After 3 hours of very slow moving and long waits at stations we finally made it to Petts Wood, the snow is in deed over a foot deep, and there are only two lines out of the usual 4 the could just about be used. Walking back from Petts wood station was just as dangerous, with next to no grip on the compacted snow.

I don’t think, I’ll be going to uni anytime soon.

LECTURE: Electronics and TV Systems and Signals



Continuing on from the basics we learnt in the first few lectures, we moved on to some basic analogue circuits, including creating a Hi-pass and Low-Pass filter. These filters are both very simple, yet they provide crucial functionality in many everyday appliances. A good example of this is the Phone it has a 3KHz Hi-Pass Filter in it, creating the distinctive sound you hear. A Mid-Pass Filter is another extremely common one, particularly in broadcasting. Used mainly in TV tuners, to decipher one signal from the next. They are used for this purpose as they can be set to allow a very small frequency range through at a time, useful for splitting the hundreds of signals sent over FreeView.

TV Systems & Signals

TV Systems and Signals, was unfortunately canceled today due to unforeseen circumstances.

CIRCUS: Location Sound


Another day, another circus Session this time we were learning about location sound. this is what i wrote about it for my Circus Report:

Locations sound works hand in hand with location camera’s providing additional sound capabilities to the single camera, for example an interview situation that required two personal mic’s could be mixed together before being fed to the camera as stereo or mono line level mix. Location mixers often have 2-4 inputs and can either mix in stereo or dual mono. Location mixers normally have better Microphone pre-amps than Camera’s, which in turn provides better sound quality, as the mixer is outputting at line level (0db) and the camera won’t apply any more amplification to the signal.
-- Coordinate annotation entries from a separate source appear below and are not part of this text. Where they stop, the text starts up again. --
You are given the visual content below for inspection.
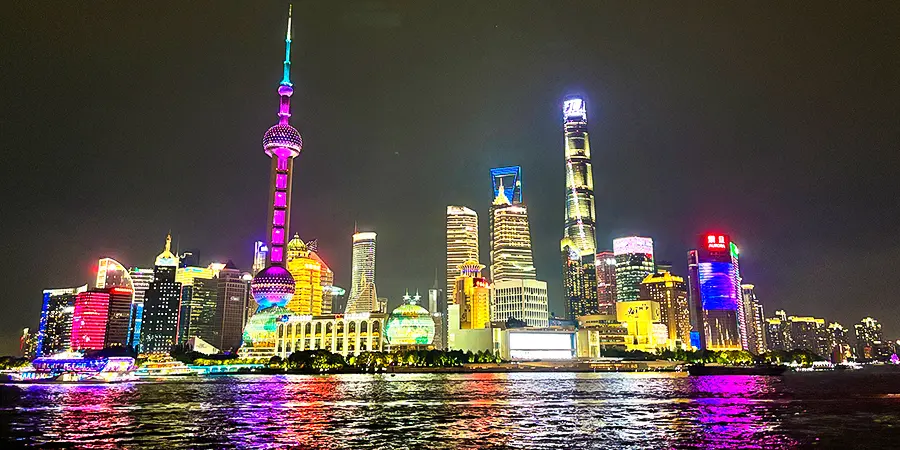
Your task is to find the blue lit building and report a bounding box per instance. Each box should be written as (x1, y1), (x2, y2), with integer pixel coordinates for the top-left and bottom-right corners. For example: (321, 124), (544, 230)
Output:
(491, 166), (522, 205)
(35, 285), (87, 356)
(688, 234), (747, 350)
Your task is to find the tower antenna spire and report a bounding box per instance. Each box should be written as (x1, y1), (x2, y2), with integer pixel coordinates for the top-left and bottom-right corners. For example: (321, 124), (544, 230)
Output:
(281, 5), (294, 86)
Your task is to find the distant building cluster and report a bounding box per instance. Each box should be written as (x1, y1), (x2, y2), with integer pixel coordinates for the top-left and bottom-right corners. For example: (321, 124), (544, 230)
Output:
(21, 10), (896, 362)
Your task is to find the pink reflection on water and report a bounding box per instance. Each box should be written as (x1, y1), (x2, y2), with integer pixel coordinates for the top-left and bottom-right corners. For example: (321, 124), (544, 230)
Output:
(689, 375), (800, 448)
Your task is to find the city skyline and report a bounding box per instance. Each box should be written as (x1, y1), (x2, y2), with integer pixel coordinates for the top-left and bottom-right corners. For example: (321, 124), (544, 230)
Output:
(0, 4), (900, 353)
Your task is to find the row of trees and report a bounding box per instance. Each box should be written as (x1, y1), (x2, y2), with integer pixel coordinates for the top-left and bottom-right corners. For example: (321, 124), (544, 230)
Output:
(600, 348), (824, 365)
(269, 350), (501, 373)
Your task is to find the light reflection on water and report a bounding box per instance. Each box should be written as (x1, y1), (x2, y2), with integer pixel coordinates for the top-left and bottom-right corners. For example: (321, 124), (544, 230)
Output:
(0, 373), (900, 448)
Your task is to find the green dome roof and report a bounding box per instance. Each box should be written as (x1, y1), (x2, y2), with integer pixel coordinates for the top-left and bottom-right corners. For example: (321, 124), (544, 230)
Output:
(384, 304), (434, 345)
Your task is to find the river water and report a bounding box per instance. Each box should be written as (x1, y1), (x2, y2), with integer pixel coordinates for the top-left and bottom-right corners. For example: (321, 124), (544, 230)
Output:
(0, 371), (900, 449)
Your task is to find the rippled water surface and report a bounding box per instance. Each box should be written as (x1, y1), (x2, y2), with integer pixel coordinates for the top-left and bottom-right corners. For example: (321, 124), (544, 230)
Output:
(0, 372), (900, 449)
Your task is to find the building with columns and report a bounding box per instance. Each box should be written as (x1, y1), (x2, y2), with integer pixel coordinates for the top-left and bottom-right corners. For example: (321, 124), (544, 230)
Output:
(275, 313), (388, 358)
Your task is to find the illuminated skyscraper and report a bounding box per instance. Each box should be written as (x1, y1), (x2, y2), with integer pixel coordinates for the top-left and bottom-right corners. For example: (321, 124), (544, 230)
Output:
(287, 234), (324, 316)
(250, 6), (303, 311)
(559, 97), (608, 320)
(306, 241), (343, 314)
(452, 260), (491, 330)
(140, 235), (181, 353)
(594, 250), (616, 316)
(688, 234), (747, 350)
(344, 232), (378, 314)
(491, 166), (522, 205)
(563, 97), (597, 256)
(210, 261), (250, 351)
(491, 178), (537, 282)
(613, 236), (656, 302)
(239, 9), (303, 357)
(250, 241), (269, 276)
(828, 322), (854, 364)
(853, 317), (890, 361)
(640, 271), (691, 348)
(71, 287), (134, 350)
(128, 267), (153, 351)
(428, 278), (447, 350)
(490, 279), (550, 327)
(36, 285), (87, 356)
(448, 206), (479, 302)
(741, 284), (768, 356)
(559, 238), (600, 320)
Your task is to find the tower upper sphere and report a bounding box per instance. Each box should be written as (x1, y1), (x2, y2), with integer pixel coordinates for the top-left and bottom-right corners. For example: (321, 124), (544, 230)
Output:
(263, 123), (303, 158)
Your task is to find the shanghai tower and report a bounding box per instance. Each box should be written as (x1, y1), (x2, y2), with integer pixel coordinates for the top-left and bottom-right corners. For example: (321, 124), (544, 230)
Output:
(241, 6), (303, 357)
(560, 96), (599, 319)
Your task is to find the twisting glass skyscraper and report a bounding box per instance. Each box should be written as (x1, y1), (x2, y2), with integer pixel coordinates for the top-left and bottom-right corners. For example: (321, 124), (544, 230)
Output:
(344, 232), (378, 314)
(559, 96), (599, 319)
(241, 10), (303, 357)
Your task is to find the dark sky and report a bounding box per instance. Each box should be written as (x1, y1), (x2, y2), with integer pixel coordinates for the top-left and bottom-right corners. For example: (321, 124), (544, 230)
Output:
(0, 1), (900, 353)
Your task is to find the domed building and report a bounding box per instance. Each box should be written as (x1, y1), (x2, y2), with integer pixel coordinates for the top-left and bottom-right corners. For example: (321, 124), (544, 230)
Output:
(384, 292), (434, 349)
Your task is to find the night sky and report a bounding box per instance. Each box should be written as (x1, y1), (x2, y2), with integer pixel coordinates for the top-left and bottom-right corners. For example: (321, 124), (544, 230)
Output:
(0, 1), (900, 354)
Some microphones require batteries or phantom power (+48v) to operate; these mic’s are a form of capacitor mic’s are much more sensitive than standard dynamic mic’s that don’t require power to operate. Most cameras and mixers can supply phantom power to these microphones.
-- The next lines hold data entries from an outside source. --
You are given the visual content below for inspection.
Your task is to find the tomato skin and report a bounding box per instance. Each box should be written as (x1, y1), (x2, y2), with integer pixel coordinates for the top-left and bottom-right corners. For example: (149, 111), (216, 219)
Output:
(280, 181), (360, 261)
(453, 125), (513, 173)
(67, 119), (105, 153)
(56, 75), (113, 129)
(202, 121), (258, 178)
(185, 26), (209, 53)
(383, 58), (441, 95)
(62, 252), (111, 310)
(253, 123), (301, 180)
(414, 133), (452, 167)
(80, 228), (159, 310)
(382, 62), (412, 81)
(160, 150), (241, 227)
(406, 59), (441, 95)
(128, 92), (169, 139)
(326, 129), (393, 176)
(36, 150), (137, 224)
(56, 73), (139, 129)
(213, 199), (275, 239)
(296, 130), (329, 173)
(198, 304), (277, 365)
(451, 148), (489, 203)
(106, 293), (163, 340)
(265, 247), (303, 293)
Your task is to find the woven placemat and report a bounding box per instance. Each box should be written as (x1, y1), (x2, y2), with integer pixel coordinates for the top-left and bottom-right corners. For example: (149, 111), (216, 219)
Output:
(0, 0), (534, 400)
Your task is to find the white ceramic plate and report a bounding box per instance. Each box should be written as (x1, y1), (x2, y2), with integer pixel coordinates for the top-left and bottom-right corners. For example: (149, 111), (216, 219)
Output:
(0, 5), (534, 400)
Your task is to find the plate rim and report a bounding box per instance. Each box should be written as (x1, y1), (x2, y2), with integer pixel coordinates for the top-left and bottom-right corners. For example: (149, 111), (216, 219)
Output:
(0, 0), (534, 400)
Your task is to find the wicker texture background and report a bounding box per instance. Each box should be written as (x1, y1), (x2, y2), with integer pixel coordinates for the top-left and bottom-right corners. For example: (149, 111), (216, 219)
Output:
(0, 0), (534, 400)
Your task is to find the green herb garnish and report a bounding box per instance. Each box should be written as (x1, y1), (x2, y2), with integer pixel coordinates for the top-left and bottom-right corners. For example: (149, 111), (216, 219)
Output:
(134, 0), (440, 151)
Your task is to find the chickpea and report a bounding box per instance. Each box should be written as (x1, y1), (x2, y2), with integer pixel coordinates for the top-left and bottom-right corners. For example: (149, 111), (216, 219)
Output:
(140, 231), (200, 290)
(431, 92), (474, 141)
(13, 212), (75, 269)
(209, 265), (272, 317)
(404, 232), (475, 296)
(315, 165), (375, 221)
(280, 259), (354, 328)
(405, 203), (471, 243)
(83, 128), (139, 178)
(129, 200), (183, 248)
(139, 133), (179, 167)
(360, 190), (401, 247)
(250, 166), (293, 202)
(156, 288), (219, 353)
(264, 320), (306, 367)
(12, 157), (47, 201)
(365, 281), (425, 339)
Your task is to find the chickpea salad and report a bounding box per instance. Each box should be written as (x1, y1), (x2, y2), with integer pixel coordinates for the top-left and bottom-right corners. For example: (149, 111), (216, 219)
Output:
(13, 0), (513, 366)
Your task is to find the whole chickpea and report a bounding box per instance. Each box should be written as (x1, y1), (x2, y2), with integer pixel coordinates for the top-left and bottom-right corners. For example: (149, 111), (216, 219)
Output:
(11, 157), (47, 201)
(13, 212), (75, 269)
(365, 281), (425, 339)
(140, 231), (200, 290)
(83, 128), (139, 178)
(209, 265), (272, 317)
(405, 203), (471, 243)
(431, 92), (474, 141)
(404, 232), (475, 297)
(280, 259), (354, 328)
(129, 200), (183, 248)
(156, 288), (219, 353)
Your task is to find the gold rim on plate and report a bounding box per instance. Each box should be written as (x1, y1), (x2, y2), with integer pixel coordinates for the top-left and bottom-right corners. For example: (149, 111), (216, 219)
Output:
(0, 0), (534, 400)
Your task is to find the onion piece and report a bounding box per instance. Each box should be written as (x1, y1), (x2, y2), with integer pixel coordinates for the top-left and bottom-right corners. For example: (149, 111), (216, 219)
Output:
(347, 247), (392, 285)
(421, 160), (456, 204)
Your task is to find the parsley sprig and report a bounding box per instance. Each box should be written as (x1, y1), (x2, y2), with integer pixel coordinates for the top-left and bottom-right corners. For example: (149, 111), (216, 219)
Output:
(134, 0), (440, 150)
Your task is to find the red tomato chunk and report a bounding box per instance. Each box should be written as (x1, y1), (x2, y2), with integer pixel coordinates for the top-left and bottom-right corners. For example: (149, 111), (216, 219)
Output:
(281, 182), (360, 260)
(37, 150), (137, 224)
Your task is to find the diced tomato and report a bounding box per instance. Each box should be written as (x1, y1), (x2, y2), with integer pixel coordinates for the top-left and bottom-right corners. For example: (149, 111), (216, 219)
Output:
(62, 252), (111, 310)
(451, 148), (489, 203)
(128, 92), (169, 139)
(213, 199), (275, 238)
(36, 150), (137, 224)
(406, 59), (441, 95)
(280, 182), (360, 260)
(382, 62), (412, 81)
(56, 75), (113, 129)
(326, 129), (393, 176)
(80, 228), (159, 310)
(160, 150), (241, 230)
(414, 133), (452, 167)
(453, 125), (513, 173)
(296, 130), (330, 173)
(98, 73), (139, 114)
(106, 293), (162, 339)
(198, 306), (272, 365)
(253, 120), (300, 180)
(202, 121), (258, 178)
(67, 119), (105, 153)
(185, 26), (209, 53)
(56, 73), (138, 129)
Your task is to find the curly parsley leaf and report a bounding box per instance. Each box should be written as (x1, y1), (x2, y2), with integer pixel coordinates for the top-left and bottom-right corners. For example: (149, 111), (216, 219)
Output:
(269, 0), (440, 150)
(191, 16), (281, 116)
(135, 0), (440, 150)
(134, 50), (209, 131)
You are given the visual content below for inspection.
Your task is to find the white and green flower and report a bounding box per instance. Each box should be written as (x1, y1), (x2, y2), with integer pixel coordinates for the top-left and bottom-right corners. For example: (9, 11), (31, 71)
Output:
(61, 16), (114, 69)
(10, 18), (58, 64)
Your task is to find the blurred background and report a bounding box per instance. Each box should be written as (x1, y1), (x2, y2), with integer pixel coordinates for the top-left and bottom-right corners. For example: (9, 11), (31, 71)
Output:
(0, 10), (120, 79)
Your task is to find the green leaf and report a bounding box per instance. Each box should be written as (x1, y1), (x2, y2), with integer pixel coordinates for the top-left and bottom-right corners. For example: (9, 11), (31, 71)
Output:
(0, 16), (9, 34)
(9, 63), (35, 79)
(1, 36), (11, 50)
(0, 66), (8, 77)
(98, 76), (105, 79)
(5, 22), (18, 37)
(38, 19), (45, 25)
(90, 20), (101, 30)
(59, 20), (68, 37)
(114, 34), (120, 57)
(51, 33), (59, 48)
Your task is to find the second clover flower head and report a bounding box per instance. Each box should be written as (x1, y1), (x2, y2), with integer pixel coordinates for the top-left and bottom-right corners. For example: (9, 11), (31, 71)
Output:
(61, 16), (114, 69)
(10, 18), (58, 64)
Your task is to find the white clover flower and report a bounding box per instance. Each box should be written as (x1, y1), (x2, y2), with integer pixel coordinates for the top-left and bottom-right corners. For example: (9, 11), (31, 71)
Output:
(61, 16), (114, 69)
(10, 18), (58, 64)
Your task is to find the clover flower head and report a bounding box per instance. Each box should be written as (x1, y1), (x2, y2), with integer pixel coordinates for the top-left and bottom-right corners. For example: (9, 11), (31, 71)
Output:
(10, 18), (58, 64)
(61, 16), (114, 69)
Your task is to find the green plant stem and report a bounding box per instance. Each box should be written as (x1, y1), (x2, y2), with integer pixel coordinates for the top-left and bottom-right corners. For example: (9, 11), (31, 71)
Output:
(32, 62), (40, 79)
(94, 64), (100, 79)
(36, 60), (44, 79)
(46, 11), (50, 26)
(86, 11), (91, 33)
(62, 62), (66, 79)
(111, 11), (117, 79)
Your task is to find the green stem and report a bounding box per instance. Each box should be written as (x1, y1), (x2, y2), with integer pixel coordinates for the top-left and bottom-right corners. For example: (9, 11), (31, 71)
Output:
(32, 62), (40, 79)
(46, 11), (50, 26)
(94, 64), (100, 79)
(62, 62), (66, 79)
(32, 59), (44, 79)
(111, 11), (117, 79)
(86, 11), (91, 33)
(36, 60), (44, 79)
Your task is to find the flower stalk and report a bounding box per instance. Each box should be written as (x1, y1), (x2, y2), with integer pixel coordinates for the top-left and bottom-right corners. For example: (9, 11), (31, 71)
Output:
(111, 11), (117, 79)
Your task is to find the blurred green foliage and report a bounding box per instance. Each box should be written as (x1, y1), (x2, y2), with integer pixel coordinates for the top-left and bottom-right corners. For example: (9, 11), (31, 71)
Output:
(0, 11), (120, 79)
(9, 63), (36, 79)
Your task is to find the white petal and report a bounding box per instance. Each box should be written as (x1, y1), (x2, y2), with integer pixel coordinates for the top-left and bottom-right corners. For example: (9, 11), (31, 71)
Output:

When setting up for a shoot, you can use the tone that the mixer is supplying to the camera to help setup the record levels on the camera. Tone should be set just below the 0db mark as this allows some “head room” before the camera starts to clip the signal should you go above the tone volume.

LECTURE: TV Systems & Signals


Optical Fibre Links

Today we looked at optical fibre links and how they now power the internet age that is now upon us. The amazing power of fibre is slowly being understood with new theoretical limits being constantly found, the current tested theoretical limit could handle the worlds current internet and phone traffic, and more in a single fibre.

Fibre’s are the back bone the UK broadcast industry, as they link all the Studio Centers with the 1000+ Transmission sites in the UK. The Fibre links are mission critical for all Analogue and Freeview transmission, as they provide the 17 Main and 1000 “Fill” UHF Transmitters, with the signal to broadcast.